The number inside the parentheses with the x tells us the horizontal shift; a -3 means the graph moves to the right 3.

The constant tells us the vertical movement of the graph; the +4 tells us that the graph moves up 4.

Your vertex is now at (3,4).

Not appicable to this case, but a coefficient multiplied by the (x-3) would tell us the vertical stretch of the graph.

Hope this helps!


One note - the 'vertical stretch' coefficient should be applied outside the parentheses.  Putting a coeffient inside the parentheses will also create a vertical stretch, but it will also have other [possibly undesirable] effects such as additional horizontal translation and horizontal stretching/compression (it depends on how you look at it).

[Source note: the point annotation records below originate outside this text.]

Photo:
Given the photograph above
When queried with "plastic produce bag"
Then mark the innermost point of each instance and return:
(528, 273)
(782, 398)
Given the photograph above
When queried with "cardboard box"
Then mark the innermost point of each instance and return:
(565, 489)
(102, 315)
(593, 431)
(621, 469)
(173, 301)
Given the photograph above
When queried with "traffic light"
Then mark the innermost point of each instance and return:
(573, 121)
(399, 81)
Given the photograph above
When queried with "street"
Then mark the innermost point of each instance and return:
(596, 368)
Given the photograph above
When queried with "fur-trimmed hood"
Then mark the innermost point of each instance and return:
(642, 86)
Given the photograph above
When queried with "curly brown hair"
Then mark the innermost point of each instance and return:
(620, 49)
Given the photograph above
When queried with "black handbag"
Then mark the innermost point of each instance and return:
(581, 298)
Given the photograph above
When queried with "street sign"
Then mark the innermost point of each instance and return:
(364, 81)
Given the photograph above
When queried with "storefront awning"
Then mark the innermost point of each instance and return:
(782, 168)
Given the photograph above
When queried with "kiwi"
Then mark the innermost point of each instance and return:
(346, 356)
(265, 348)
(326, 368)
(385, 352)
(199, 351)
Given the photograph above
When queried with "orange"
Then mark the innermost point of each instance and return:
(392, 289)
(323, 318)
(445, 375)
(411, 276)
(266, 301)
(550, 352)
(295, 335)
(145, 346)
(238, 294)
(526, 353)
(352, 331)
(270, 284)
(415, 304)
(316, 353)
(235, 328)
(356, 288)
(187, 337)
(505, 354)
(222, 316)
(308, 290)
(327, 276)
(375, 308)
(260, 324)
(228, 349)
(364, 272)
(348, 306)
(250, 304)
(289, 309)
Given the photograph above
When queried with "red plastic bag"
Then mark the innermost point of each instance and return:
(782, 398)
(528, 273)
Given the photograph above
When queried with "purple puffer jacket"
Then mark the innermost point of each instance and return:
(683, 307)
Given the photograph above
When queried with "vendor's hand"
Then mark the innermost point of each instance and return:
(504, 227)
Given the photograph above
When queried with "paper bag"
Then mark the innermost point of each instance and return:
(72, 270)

You're right - I wanted to mention the information about the coefficient's effect on the graph, but it was not worded well. I'll clarify that.

Hi Ana, 

To visualize how the graph moves, rewrite y = (x - 3)^2 + 4 so that it is easier to compare with y = x^2. 

old: y = x^2

new: (y' - 4) = (x' - 3)^2

Now you can see that the transformation changed y to (y' - 4) and x to (x' - 3).  

y = y' - 4 ----> y' = y + 4.  This means that the new y' is the old y shifted up 4.

x = x' - 3 ----> x' = x + 3.  This means that the new x' is the old x shifted up 3.

A very general rule:

If g(x) = f(x-h) + k, then the graph of g(x) is produced by shifting the graph of f(x) by h units right and k units up.

For example, if f(x) = x2then your equation is just y = f(x-3) + 4. So your function is just a shift of y = x2 by 3 units right and 4 units up.

It actually depends on the original function.

If the original function is y = x2, then y = (x-3)^2 moves y = x2 to the right by 3 units, and y = (x-3)^2 + 4 moves y = (x-3)^2 up by 4 units.


Extention: Redo the problem for y=(2x-3)^2+4.